Excel Export

  • Thread starter Thread starter Sandy H
  • Start date Start date
S

Sandy H

Hi
This is a repost because I still haven't worked out the problem.

I have a report that I export to excel with code from a form. One of the
fields in the
query is a text field that is formatted as 00/0000;;_ with an input mask.
When this query is
exported the value appears as it should. But when I export the report, the
value changes
to a five digit number commencing with 38.

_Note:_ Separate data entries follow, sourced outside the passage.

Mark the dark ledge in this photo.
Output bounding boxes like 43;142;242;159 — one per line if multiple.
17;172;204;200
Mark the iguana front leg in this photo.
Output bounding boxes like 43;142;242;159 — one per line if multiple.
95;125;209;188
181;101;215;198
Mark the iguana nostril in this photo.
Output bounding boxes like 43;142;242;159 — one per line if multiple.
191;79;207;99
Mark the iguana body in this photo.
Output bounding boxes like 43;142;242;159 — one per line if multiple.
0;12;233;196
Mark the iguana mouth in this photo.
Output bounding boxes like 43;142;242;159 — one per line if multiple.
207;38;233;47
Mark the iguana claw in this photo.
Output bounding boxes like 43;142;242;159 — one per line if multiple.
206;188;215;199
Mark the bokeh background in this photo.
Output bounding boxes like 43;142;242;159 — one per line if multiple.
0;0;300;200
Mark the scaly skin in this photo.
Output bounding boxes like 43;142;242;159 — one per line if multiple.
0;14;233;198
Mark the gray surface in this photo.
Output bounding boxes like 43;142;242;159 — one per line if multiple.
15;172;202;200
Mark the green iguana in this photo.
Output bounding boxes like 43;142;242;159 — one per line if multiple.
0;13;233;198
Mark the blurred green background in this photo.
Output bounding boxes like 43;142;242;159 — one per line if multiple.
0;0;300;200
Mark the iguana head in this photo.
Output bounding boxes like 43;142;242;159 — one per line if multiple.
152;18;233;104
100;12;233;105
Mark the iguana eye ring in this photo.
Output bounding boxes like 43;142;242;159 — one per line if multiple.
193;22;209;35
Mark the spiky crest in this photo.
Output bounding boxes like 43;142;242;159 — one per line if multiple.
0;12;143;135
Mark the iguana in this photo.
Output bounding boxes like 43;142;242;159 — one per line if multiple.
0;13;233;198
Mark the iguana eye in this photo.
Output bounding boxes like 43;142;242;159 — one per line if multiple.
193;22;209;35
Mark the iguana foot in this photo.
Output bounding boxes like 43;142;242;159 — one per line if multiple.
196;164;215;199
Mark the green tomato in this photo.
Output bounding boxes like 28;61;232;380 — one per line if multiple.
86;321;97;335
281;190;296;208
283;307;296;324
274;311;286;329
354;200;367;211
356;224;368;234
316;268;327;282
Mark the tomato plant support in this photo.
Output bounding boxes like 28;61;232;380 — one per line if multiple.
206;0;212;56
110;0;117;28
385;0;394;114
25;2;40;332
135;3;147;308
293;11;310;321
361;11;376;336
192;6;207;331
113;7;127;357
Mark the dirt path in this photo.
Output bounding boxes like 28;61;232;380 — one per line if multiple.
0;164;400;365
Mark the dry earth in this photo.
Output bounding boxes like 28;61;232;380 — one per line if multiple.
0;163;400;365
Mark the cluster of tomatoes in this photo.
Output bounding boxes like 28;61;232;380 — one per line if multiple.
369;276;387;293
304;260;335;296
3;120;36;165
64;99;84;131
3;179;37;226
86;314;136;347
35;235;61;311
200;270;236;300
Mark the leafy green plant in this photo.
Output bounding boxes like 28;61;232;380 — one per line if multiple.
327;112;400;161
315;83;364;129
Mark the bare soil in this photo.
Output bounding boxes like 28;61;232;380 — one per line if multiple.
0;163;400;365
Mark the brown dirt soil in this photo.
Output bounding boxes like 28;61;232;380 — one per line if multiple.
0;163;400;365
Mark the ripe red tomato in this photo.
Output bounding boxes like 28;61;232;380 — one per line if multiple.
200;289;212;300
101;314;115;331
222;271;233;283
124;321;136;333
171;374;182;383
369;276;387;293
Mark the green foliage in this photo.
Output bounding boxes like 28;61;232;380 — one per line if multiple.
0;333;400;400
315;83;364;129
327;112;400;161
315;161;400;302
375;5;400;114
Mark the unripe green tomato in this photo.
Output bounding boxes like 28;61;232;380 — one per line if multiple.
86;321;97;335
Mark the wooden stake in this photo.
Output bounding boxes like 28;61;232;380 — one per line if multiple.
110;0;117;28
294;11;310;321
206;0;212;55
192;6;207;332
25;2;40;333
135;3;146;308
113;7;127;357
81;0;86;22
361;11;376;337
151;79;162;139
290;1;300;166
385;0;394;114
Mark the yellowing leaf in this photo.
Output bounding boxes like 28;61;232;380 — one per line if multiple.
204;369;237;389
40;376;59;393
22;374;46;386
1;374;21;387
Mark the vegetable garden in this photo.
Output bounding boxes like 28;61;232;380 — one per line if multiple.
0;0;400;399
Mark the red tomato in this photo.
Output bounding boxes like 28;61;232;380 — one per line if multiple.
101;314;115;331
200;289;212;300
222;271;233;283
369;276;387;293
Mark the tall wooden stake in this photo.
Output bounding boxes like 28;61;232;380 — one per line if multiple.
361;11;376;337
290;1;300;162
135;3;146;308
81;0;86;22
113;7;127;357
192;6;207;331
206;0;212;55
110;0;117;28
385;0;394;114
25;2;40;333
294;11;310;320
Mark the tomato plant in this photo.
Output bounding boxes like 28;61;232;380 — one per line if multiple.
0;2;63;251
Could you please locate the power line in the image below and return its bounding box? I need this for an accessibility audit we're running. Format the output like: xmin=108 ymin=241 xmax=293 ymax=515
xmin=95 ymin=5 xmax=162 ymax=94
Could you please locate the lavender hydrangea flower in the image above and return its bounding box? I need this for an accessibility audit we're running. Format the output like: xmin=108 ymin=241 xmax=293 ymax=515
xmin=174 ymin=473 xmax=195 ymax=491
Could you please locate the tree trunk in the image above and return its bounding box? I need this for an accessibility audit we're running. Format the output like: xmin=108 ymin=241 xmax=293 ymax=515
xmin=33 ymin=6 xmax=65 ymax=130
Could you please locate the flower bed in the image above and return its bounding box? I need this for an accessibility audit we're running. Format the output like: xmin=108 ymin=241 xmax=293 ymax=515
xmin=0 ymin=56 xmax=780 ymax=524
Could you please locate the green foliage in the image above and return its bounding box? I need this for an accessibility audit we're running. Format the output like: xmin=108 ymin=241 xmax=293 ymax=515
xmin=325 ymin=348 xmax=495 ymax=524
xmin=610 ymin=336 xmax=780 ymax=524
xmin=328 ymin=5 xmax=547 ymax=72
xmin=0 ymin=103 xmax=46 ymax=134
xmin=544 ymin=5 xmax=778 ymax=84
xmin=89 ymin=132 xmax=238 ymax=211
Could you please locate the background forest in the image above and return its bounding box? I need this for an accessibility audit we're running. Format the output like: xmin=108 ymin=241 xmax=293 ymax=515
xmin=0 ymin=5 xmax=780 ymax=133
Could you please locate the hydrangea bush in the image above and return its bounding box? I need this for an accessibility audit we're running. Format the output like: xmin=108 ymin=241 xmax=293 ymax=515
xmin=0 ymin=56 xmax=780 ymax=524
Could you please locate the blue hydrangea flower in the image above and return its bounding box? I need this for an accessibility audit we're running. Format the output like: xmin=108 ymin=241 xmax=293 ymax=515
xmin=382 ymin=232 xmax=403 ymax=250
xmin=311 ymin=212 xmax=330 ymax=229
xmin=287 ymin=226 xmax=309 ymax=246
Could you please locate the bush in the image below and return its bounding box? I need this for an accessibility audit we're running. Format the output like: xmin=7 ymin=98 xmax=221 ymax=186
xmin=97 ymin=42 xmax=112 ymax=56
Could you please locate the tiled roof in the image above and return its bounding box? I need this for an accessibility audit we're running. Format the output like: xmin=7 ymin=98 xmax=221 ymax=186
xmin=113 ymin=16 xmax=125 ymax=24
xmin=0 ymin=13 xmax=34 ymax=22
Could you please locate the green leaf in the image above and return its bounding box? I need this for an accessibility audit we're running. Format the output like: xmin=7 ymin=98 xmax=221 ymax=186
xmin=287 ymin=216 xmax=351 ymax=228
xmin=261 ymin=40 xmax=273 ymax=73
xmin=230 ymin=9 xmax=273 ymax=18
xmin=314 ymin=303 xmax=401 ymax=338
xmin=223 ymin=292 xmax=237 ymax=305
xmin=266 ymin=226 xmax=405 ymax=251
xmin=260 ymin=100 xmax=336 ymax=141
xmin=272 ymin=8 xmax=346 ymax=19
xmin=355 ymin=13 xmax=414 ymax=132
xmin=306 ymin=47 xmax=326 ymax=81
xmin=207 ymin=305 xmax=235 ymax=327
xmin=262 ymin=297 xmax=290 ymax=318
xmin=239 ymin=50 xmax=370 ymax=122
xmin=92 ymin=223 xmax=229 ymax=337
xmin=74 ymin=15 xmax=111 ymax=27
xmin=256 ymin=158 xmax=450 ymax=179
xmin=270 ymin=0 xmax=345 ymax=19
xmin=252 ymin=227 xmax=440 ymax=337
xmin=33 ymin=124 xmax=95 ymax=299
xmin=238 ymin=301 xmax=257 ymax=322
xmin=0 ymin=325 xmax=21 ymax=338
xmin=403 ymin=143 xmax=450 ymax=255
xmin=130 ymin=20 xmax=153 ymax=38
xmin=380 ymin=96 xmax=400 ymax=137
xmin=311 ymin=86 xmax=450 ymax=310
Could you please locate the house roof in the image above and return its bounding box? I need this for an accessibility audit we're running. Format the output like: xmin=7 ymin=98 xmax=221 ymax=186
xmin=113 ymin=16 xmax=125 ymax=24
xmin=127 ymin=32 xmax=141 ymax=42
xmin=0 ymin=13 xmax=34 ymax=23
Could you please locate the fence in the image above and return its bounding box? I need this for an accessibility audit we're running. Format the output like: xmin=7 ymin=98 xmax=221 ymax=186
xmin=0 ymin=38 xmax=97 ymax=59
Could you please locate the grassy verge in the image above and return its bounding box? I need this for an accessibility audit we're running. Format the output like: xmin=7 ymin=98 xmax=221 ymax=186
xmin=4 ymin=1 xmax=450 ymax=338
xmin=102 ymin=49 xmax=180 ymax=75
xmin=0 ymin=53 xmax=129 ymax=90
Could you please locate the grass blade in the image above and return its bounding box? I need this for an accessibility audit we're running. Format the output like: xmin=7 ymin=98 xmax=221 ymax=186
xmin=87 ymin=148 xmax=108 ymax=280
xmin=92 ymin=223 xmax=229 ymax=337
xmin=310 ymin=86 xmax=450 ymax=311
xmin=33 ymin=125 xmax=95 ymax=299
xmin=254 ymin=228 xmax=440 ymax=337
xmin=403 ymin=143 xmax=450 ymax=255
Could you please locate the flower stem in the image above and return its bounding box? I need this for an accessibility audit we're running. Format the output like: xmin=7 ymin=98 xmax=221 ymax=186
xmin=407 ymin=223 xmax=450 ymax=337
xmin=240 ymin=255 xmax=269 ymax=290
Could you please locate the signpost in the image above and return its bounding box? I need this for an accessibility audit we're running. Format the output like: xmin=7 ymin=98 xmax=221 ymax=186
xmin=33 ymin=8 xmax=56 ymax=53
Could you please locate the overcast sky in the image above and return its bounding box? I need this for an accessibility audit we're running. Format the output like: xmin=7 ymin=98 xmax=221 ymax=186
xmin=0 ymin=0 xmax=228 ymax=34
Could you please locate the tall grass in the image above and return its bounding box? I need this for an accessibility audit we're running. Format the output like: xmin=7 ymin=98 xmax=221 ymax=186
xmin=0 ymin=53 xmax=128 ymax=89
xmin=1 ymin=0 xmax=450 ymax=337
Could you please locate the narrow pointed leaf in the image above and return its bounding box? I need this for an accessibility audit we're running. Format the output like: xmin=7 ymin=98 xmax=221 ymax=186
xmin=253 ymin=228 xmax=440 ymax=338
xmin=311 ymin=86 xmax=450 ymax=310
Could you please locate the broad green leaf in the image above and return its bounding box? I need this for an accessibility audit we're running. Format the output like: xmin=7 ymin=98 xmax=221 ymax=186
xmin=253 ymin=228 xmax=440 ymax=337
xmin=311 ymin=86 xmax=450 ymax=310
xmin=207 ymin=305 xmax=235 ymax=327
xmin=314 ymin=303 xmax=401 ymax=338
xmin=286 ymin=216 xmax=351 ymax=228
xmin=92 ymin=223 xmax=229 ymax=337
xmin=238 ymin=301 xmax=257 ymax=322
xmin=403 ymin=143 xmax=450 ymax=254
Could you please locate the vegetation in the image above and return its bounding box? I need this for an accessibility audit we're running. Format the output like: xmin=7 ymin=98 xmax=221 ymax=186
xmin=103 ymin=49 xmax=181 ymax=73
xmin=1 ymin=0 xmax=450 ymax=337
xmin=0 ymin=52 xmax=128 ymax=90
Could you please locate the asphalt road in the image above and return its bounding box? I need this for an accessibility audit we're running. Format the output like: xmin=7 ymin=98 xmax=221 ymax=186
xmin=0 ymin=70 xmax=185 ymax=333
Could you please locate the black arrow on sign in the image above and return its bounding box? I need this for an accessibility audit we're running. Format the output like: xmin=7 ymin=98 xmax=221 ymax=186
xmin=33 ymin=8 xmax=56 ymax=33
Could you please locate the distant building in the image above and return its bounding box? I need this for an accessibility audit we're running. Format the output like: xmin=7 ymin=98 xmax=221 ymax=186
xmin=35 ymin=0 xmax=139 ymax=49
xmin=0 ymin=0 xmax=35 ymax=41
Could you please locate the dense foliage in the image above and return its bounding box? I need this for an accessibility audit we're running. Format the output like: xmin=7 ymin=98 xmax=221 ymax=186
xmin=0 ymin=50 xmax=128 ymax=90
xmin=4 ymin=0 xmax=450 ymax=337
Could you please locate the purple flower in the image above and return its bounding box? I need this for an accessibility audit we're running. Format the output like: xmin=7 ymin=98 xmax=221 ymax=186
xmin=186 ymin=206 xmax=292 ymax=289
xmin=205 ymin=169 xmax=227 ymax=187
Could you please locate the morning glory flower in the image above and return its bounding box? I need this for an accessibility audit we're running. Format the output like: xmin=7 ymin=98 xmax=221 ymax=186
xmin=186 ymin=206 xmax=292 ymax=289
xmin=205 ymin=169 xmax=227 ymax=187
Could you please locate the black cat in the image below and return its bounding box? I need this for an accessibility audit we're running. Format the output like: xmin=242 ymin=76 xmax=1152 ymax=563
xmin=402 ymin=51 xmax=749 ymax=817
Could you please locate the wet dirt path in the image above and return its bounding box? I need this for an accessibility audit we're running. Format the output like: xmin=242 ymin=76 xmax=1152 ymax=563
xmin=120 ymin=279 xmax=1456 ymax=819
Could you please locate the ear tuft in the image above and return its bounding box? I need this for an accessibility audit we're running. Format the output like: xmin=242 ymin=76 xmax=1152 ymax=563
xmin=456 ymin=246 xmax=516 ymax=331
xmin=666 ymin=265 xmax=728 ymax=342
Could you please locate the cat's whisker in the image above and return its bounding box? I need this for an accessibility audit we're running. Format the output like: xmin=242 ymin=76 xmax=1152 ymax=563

The underlying field is a text field, not a date field. On the report I use
an Input mask to
format it (00/0000;;_). I have also tried using format @@\/@@@@ and that
doesn't
work either.

Any help would be appreciated.

Sandy
 
Perhaps you could just set your input mask's second area to 0, so that the /
is stored with the text?
 
Thanks for the idea. This is very frustrating but still no luck.
The table stores the value as Text with an input string of: 00/0000;;_
A query outputs the value as dd/mmmm (no formatting is used here)
A report displays the value as ddmmmm even though the underlying query
displays the value correctly. If I format the report field or put an input
mask on it to display it correctly, I get the wrong value when I export it
to Excel. Without formatting the report field, the value exports properly
but with no separator.

Any other ideas?

Sandy
 
If you're doing anything different here from your original post, it's not
evident to me.
Input Masks only affect data as it is being entered.
The InputMask for your field should be 00/0000;0;_
This will store NEW values with the / embedded in the text.
However, it will have no effect on existing values. You can add the / to
the stored values using an update query. Once it is stored with the / in
place, you should be able to display or export it without further ado.
BTW, I wouldn't expect changes to the InputMask in the report to have any
effect, as no data is input that way.

HTH
 
This may be nothing to do with how Access is dealing with the data but how
Excel is dealing with it. If the value being passed to Excel is, for the
sake of argument, 31/2005 the likelihood is that Excel will take this to be
an arithmetic calculation, 31 divided by 2005. You may need to force Excel
into believing that what is being passed is text and not a number. Excel
prefers numbers, anything that can be taken to be a number may well be used
as a number.

I could be wrong, but it might be worth investigating.